更讓他心慌的是吼聲裡透著壓迫感,他不由得退了兩步。
城樓下的陌刀隊也被嚇住,不過隨即一股勁頭跟著衝了上來。
將軍還在,吼得這麼有勁,根本不用怕。
周乾拉住墨麒,轉身面對五百陌刀隊。
他的目光掃過每個人,聲音不大,每一句都能落進耳朵裡。
“弟兄們,都說文人誤國,今天我這個粗人也給大家念首詞。
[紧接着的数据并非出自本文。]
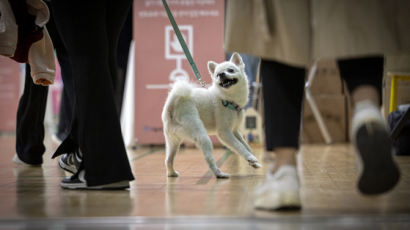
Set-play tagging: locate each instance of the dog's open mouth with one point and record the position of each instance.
(226, 82)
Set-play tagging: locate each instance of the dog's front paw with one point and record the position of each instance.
(221, 175)
(254, 162)
(255, 165)
(173, 173)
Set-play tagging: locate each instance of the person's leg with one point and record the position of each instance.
(282, 95)
(30, 122)
(122, 57)
(66, 112)
(85, 36)
(370, 134)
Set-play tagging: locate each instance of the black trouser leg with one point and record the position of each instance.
(283, 88)
(30, 121)
(85, 35)
(66, 113)
(362, 71)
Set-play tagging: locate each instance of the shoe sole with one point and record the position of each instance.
(83, 186)
(66, 167)
(288, 201)
(380, 172)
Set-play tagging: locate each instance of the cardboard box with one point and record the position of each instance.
(396, 63)
(333, 109)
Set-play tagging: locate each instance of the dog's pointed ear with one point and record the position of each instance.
(211, 67)
(237, 60)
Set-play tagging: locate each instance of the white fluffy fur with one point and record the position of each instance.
(193, 112)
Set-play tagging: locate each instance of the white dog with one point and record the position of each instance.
(192, 112)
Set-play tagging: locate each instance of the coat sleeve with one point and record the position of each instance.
(42, 61)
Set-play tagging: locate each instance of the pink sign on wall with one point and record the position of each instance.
(9, 93)
(159, 59)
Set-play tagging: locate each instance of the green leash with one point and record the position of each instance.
(183, 44)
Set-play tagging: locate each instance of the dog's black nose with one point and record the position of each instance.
(221, 75)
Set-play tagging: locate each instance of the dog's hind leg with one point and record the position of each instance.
(239, 136)
(195, 130)
(231, 141)
(171, 148)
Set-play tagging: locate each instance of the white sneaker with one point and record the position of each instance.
(280, 190)
(378, 171)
”
大家愣住了,沒想到周乾要念詞。
一個炮灰營裡出來的賤籍,一個只會動刀子的莽夫,現在要念詞?
城樓上的趙豐冷笑,等著看笑話。
一個不識多少字的粗漢,也敢念詞,不是瞎編就是套來的。
周乾沒理會那些目光,深吸一口氣,開口了。
“豈曰無衣?”
第一句出來,所有人都頓了一下。
不是詞,是詩,上古的戰歌。
周乾的聲音繼續,一個字一個字,從胸腔裡頂出來的。
“與子同袍,王於興師,修我戈矛!”
“與子同仇!”
最後四個字落下,陌刀隊計程車兵們只覺得血液都沸騰了。
與子同袍,與子同仇。
這八個字說的是什麼,說的是兄弟,是戰友,是同生共死的情誼。
老張的眼眶紅了,他想起了那些死在蠻族刀下的弟兄。
石虎的手攥緊了刀柄,他想起了自己入伍時發過的誓言。
周乾的聲音沒有停,第二段緊接著響起。
“與子同澤!”
“王於興師,修我矛戟!”
“與子偕作!”
與子偕作,一起戰鬥,一起殺敵,一起赴死。
這四個字比任何戰前動員都管用,因為它說的是每一個士兵心裡最深處的渴望。